UNESCO announced today that it is launching a campaign to protect the cultural heritage of Haiti. Amid the carnage, this may seem like a low priority, but, as Director General Irina Bokova explained:
This heritage is an invaluable source of identity and pride for the people on the island and will be essential to the success of their national reconstruction.
In other words, this heritage, if maintained, could be a foundation upon which to rebuild. It’s obviously not enough on its own but could keep Haitians, and foreigners, driving toward the common purpose of reconstruction instead of fracturing toward self-interest. Perhaps more importantly, tourism is one of Haiti’s few sources of income and also possibly the source of its greatest potential income. The Dominican Republic had 4 million visitors in 2008.
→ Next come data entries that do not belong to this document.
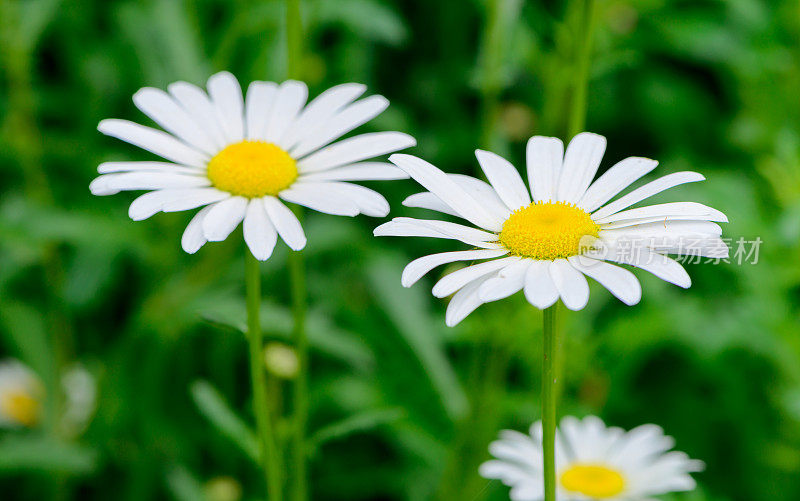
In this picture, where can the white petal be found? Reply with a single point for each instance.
(108, 184)
(193, 237)
(540, 290)
(151, 203)
(458, 279)
(164, 111)
(355, 149)
(258, 105)
(223, 218)
(545, 157)
(614, 180)
(342, 123)
(508, 281)
(111, 167)
(647, 191)
(259, 233)
(663, 232)
(197, 104)
(688, 209)
(570, 283)
(285, 222)
(226, 96)
(448, 190)
(417, 268)
(173, 199)
(309, 195)
(620, 282)
(487, 196)
(406, 226)
(156, 141)
(505, 179)
(659, 265)
(581, 161)
(289, 101)
(363, 171)
(368, 202)
(194, 197)
(427, 200)
(320, 110)
(464, 302)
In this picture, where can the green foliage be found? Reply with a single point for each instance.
(402, 407)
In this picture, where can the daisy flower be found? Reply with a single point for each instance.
(22, 395)
(240, 158)
(593, 462)
(547, 240)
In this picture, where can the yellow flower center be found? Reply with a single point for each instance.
(21, 407)
(252, 169)
(594, 481)
(547, 230)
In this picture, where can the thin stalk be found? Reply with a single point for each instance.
(300, 394)
(294, 39)
(577, 112)
(270, 459)
(491, 67)
(549, 397)
(299, 485)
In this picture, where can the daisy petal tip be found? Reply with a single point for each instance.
(592, 136)
(104, 125)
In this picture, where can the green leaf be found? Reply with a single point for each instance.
(40, 453)
(214, 407)
(366, 18)
(25, 329)
(354, 424)
(184, 486)
(277, 321)
(408, 311)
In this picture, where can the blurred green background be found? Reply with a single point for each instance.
(402, 407)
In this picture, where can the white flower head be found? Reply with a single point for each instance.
(21, 394)
(593, 462)
(546, 240)
(239, 157)
(22, 397)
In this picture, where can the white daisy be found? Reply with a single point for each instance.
(546, 241)
(22, 396)
(593, 462)
(238, 157)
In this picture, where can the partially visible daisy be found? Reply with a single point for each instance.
(22, 396)
(546, 240)
(593, 462)
(240, 158)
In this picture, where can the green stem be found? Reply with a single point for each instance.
(586, 24)
(270, 458)
(294, 39)
(300, 393)
(549, 397)
(299, 486)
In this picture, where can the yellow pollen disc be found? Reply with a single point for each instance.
(252, 169)
(594, 481)
(547, 230)
(20, 407)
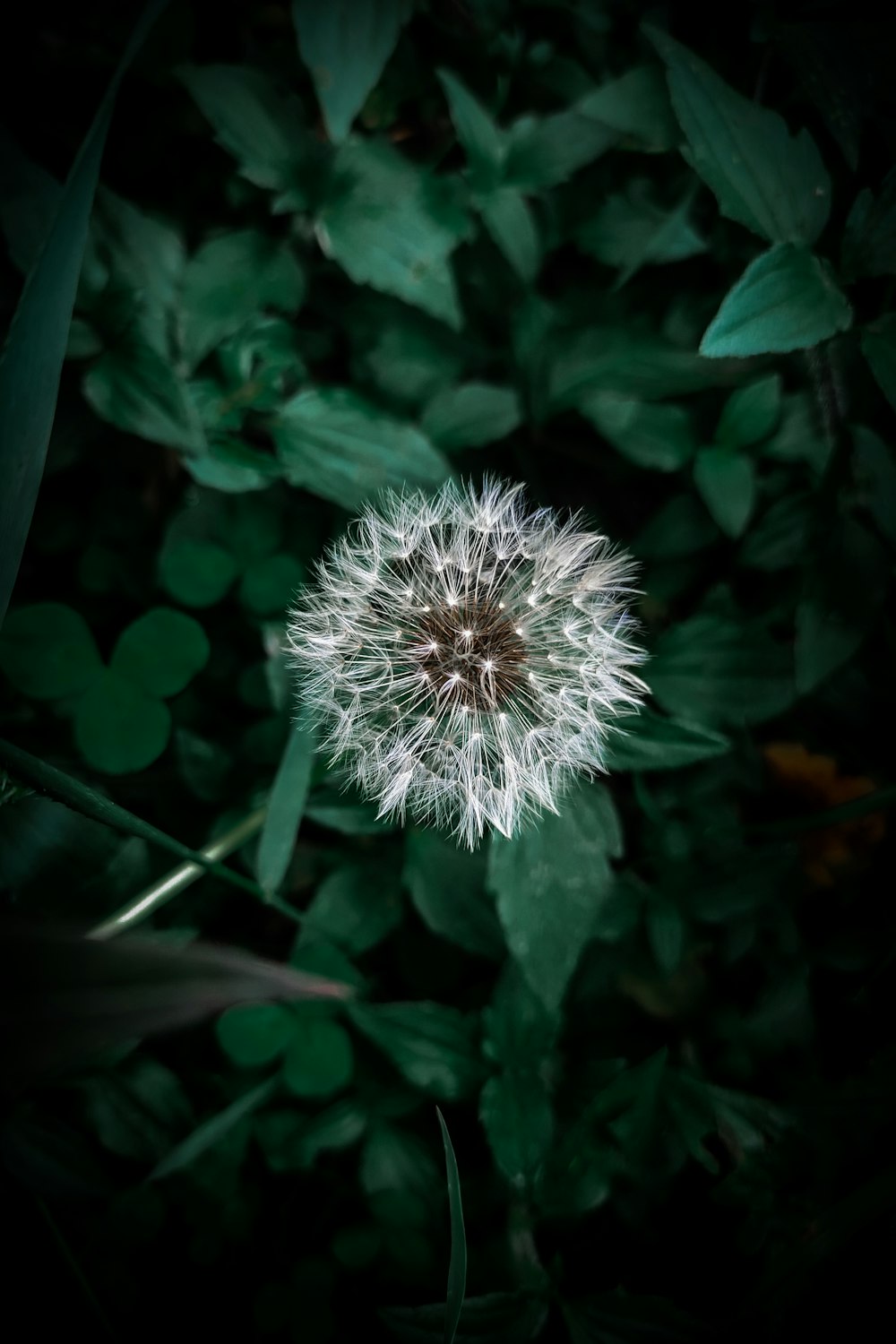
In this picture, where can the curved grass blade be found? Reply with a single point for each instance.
(31, 365)
(285, 806)
(82, 798)
(457, 1265)
(214, 1129)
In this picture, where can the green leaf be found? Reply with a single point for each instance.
(210, 1133)
(546, 151)
(261, 126)
(271, 585)
(228, 280)
(511, 225)
(785, 300)
(517, 1118)
(549, 883)
(479, 134)
(879, 349)
(751, 413)
(137, 392)
(31, 362)
(118, 728)
(778, 539)
(287, 806)
(876, 478)
(630, 231)
(320, 1059)
(470, 416)
(727, 486)
(718, 671)
(457, 1263)
(253, 1035)
(654, 742)
(161, 650)
(432, 1046)
(195, 573)
(47, 650)
(869, 238)
(358, 906)
(653, 435)
(767, 180)
(346, 449)
(392, 226)
(346, 45)
(447, 889)
(847, 589)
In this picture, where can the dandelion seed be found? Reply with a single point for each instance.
(481, 711)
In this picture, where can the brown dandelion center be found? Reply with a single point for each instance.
(470, 653)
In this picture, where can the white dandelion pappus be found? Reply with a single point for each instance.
(466, 656)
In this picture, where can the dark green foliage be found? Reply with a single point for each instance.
(333, 247)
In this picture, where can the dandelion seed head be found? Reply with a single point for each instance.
(466, 656)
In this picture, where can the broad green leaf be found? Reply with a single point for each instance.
(511, 225)
(517, 1117)
(346, 45)
(719, 671)
(632, 365)
(432, 1046)
(490, 1319)
(195, 572)
(520, 1032)
(874, 468)
(261, 126)
(869, 238)
(211, 1131)
(228, 280)
(35, 349)
(751, 413)
(879, 349)
(630, 231)
(479, 134)
(549, 883)
(654, 742)
(778, 538)
(47, 650)
(161, 650)
(253, 1035)
(665, 933)
(470, 416)
(120, 728)
(785, 300)
(727, 486)
(394, 226)
(767, 180)
(847, 588)
(654, 435)
(346, 449)
(546, 151)
(447, 890)
(287, 806)
(320, 1059)
(457, 1265)
(139, 392)
(271, 583)
(358, 906)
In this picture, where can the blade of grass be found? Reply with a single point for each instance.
(457, 1263)
(214, 1129)
(31, 365)
(285, 806)
(80, 797)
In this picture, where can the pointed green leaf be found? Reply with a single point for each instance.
(785, 300)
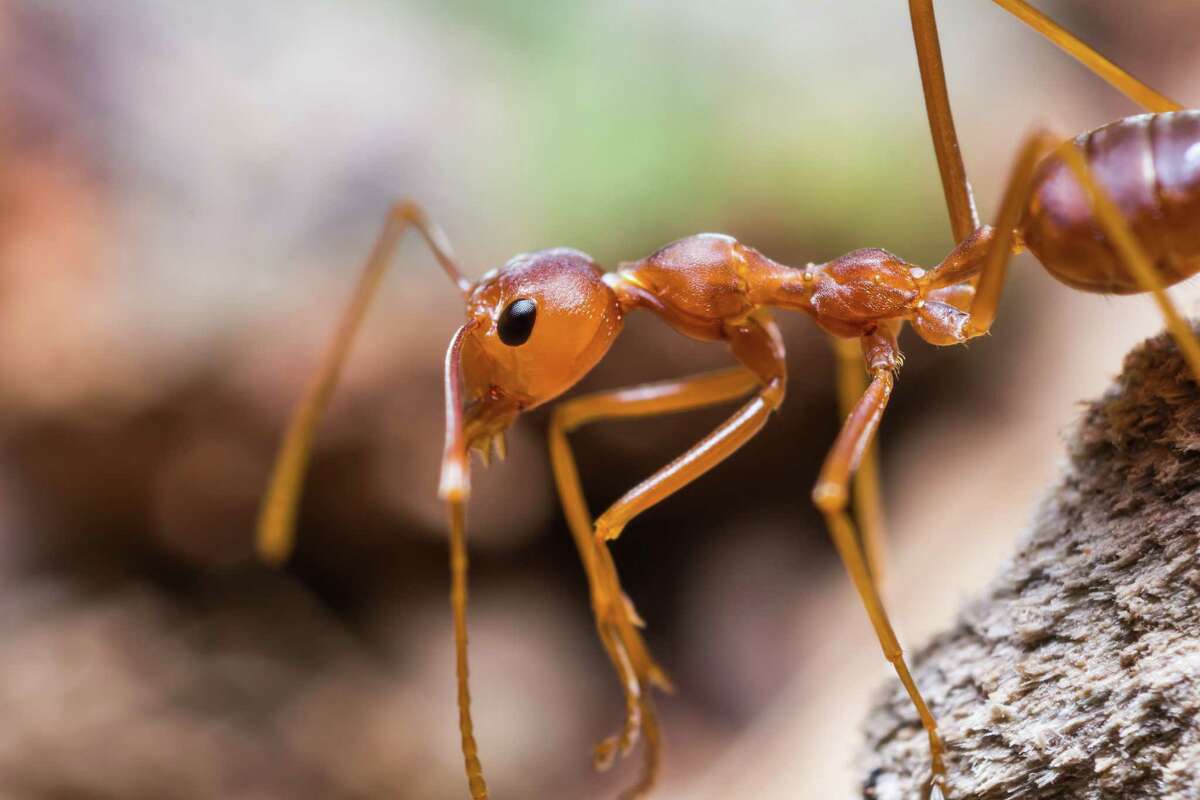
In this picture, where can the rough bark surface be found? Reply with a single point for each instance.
(1078, 673)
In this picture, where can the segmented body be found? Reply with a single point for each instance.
(1150, 166)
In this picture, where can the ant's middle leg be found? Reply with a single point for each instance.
(831, 495)
(868, 495)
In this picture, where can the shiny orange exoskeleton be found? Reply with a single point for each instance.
(1116, 210)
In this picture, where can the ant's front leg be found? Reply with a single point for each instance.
(617, 621)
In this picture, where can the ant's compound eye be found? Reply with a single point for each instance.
(516, 322)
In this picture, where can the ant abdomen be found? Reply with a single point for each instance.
(1150, 166)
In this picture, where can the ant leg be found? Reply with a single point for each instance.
(276, 517)
(616, 619)
(1134, 257)
(756, 343)
(867, 492)
(831, 495)
(1069, 43)
(995, 263)
(941, 120)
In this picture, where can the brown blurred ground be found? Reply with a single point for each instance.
(185, 194)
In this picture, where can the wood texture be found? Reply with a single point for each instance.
(1077, 674)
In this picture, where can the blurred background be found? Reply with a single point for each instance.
(186, 194)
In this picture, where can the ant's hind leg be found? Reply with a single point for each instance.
(1141, 268)
(1069, 43)
(831, 495)
(995, 263)
(868, 497)
(941, 121)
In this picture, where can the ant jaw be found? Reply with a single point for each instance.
(485, 447)
(485, 422)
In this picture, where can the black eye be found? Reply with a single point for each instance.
(516, 322)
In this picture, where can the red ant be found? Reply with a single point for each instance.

UNESCO says it is building on its experience in Afghanistan and Iraq to help secure the cultural assets of Haiti. The importance of having a rich cultural history in the reconstruction of New Orleans also provides lessons. Sadly, it’s unlikely that the city would have received the infusion of aid and manpower it did if it weren’t the home of jazz and gumbo.
UNESCO specifically aims to keep “treasure hunters” from digging through the rubble of the Presidential Palace, built in 1918 and modeled after the White House, and the Cathedral of Our Lady of the Assumption, as well as edifices in the 17th-century French-colonial town of Jacmel, which Haiti had planned, prior to the earthquake, to put up for World Heritage status. France has already offered to rebuild the Presidential Palace.
As part of its campaign, UNESCO also called on UN Secretary General Ban to consider asking the Security Council for a temporary ban on “the trade or transfer of Haitian cultural property.”